Skotch is a Kotlin compiler and build system implemented as a Cargo workspace of 34 Rust crates. This page describes how those crates fit together, how a .kt file becomes executable output, and the design decisions behind each layer.

Every Kotlin source file passes through the same front-end stages before being dispatched to a target-specific backend. The pipeline looks like this:

flowchart LR
  SRC[".kt source"] --> LEX["Lexer"]
  LEX --> PAR["Parser"]
  PAR --> RES["Resolver"]
  RES --> TYP["Type Checker"]
  TYP --> MIR["MIR Lowering"]
  MIR --> BE{"Backend"}
  BE --> JVM[".class"]
  BE --> DEX[".dex"]
  BE --> LLVM[".ll"]
  BE --> KLIB[".klib"]
  BE --> NATIVE["binary"]
  style SRC fill:#2d5016,color:#eef2e7,stroke:#4a5c3e
  style BE fill:#1a2a14,color:#eef2e7,stroke:#4a5c3e
  style JVM fill:#172554,color:#dbeafe,stroke:#3b82f6
  style DEX fill:#172554,color:#dbeafe,stroke:#3b82f6
  style LLVM fill:#172554,color:#dbeafe,stroke:#3b82f6
  style KLIB fill:#172554,color:#dbeafe,stroke:#3b82f6
  style NATIVE fill:#172554,color:#dbeafe,stroke:#3b82f6

The stages are:

  1. Lexer (skotch-lexer). A hand-rolled lexer that emits tokens including string template sequences (StringStart, StringChunk, StringIdentRef, StringExprStart/End, StringEnd). This representation lets the parser handle "$x" and "${x + 1}" without losing structural information.
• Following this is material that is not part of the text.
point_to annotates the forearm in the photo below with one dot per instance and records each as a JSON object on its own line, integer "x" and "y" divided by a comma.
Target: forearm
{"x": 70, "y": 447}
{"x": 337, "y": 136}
  2. Parser (skotch-parser). A recursive-descent parser that produces an untyped AST. It handles operator precedence (seven levels from logical OR down to postfix), control flow (if/when/ for/while/try), class declarations, data classes, enum classes, object declarations, and all expression forms.

  3. Resolver (skotch-resolve). Binds identifier references to declarations. Handles forward references between top-level functions (enabling mutual recursion) and local scope shadowing.
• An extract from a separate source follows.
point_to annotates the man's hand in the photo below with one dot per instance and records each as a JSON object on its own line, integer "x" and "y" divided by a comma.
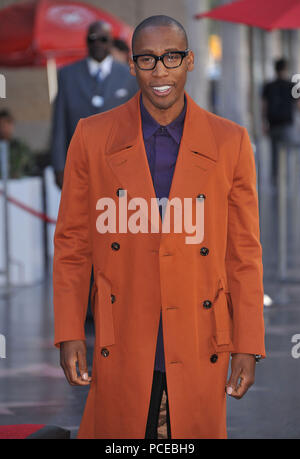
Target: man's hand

  4. Type Checker (skotch-typeck). A two-pass system: pass one collects all top-level function and class signatures, pass two checks function bodies against those signatures. Supports type inference from literal initializers, method dispatch on classes, extension function receivers, and nullable type tracking.

  5. MIR Lowering (skotch-mir-lower). Lowers the typed AST into MIR (Mid-level Intermediate Representation), a three-address-code form with SSA-like virtual locals. MIR is the “waist” of the compiler: all five backends consume the same MIR representation.

  6. Backend. Each target has its own crate that converts MIR into the output format. Adding a new target means writing one new backend crate.

flowchart TD
  MIR["MIR Module"]
  MIR --> JVM["backend-jvm<br/>.class (Java 17, v61)"]
  MIR --> DEX["backend-dex<br/>.dex (Dalvik v035)"]
  MIR --> KLIB["backend-klib<br/>.klib (ZIP + JSON IR)"]
  KLIB --> LLVM["backend-llvm<br/>.ll (textual LLVM 19+)"]
  LLVM --> CLANG["clang<br/>native binary"]
  style MIR fill:#2d5016,color:#eef2e7,stroke:#4a5c3e
  style CLANG fill:#451a03,color:#fef3c7,stroke:#92400e

Produces Java 17 class files (major version 61). Top-level Kotlin functions become static methods on a wrapper class named after the source file (hello.kt becomes HelloKt). The constant pool, bytecode, and class file structure are written directly using the byteorder crate. There is no dependency on javac or ASM.

Instance methods use invokevirtual dispatch. Data class toString() methods are synthesized to produce Kotlin-style output like Point(x=1, y=2). Object declarations and companion objects compile to classes with static methods.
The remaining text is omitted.